The first half of Monday's game was really no different, when 15 of Dallas' 26 makes were derived from the pick-and-roll. Boston trailed 67-41 at halftime, and the 26-point deficit was too much to overcome.
"You have to play. You can't start that way against anybody and you can't start that way against the best offense in the league," Brad Stevens told reporters after the game. "I don't want to make it like it's the comeback of all comebacks. It doesn't change the fact that you can't play like that [in the first half]."
Stevens didn't seem too keen on looking at the positives, as he inferred that Dallas just "let up," which allowed Boston to storm back and make a game of it.

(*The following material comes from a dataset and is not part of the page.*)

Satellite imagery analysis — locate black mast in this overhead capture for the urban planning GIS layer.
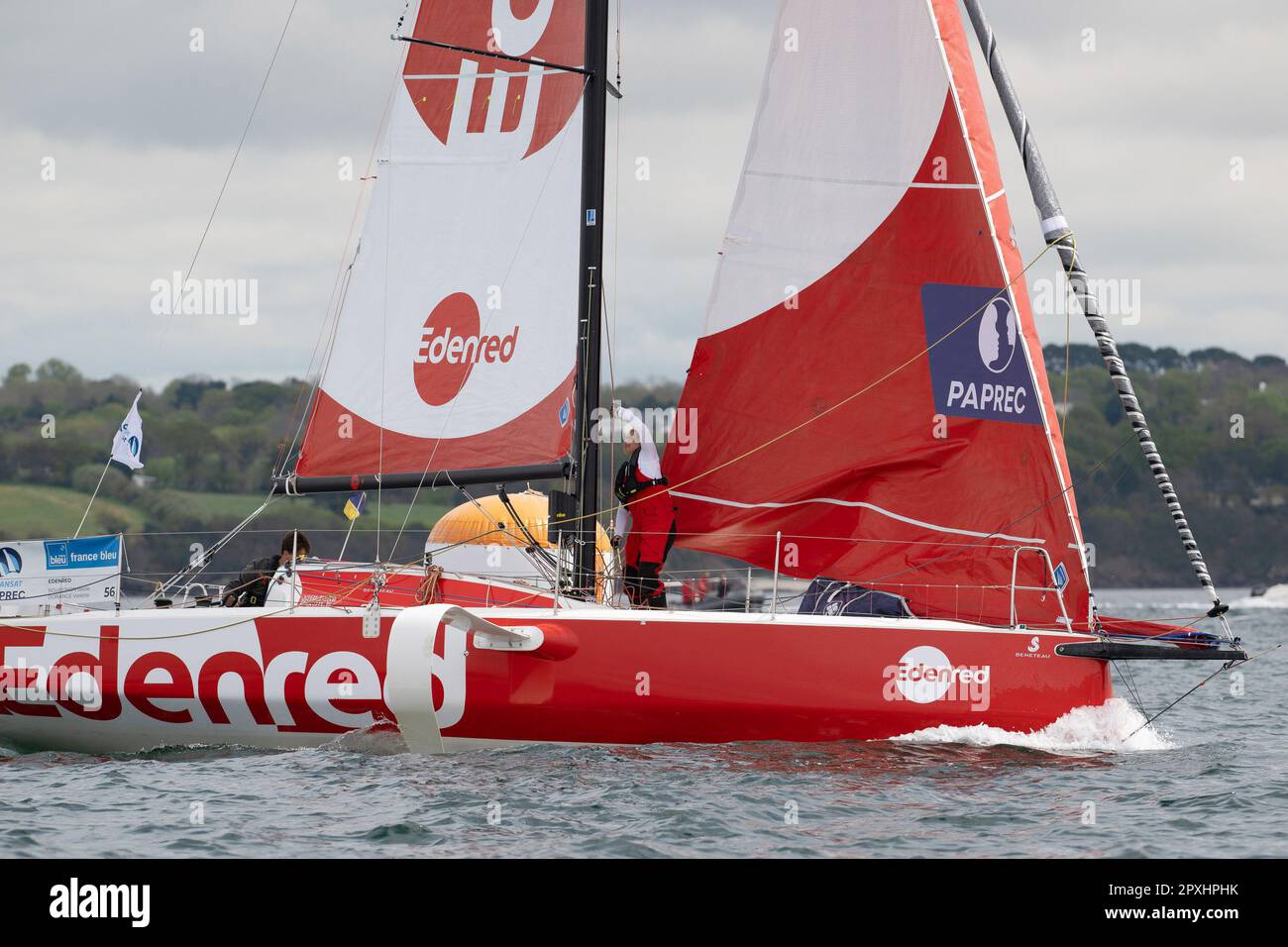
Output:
[572,0,608,598]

While the Celtics' effort was admirable and is certainly something they can build on, Stevens is going to spend most of his time watching film, looking for ways to fix what went wrong in the first half.
The chart below details the Mavericks' first half offense, which looks at the play type in which each made basket was derived. For example, an "Isolation" score may have resulted in an assist, but the start of the play was an isolation.

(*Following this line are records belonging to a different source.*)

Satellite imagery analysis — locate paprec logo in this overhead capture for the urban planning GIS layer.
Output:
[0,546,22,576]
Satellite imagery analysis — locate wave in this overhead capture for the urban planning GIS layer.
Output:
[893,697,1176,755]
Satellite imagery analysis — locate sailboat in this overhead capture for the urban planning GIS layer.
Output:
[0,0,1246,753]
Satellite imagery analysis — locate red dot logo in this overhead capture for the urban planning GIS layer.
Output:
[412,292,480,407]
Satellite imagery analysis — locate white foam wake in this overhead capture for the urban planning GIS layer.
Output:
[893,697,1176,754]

|Dallas' First Half Offense|
|Play Type||Makes||% of Offense|
|P&R Pull Up||2||7.7%|
|P&R Roll Man||1||3.8%|
|Dribble Hand Off||1||3.8%|
|Total P&R Makes||15||57.7%|
It's clear that Boston's prominent issue was the help defense off of pick-and-rolls. Dallas was eating them alive with eight made baskets via off-ball looks.
Here is a compilation of all eight off-ball baskets:
Of those eight plays, Dallas had five three-pointers, two layups, and one dunk. That is exactly what you don't want a team to get out of the pick-and-roll, as mid-range jumpers or tightly-contested threes are the preferred result.
The Mavericks received these relatively open three-point attempts because the Celtics were overloading on the screener/roller, who was usually the problem last year, when Samuel Dalembert and Brandan Wright were dunking every other possession. Boston did well preventing lobs to the roll man, but the byproduct was open threes.
On this play, Kelly Olynyk shifts over to the "nail" (the middle of the free throw line) in order to slow down Tyson Chandler, one of the NBA's most devastating threats when he's rolling like a freight train down the lane. However, dropping off of Dirk Nowitzki left him absolutely wide-open for a three-pointer. Dirk drills it, as you'd expect.
Here, both Evan Turner drops to the nail as a means of slowing down Brandan Wright, and Marcus Thornton goes to the circle to provide extra rim protection. The problem is that this leaves both Chandler Parsons and Devin Harris open for threes. Thornton actually does a good job of closing out to make a strong contest, but Harris drained it.
Jeff Green makes the same exact mistake as Olynyk did in example one. He drops to the nail to help on Chandler, but that once again left Dirk open.
The Dallas Mavericks have one of the league's most lethal offenses, but the Boston Celtics need to play better fundamental team defense if they want to have a chance of beating contenders on a consistent basis, because desperation second half efforts and miracle comebacks aren't going to happen every night.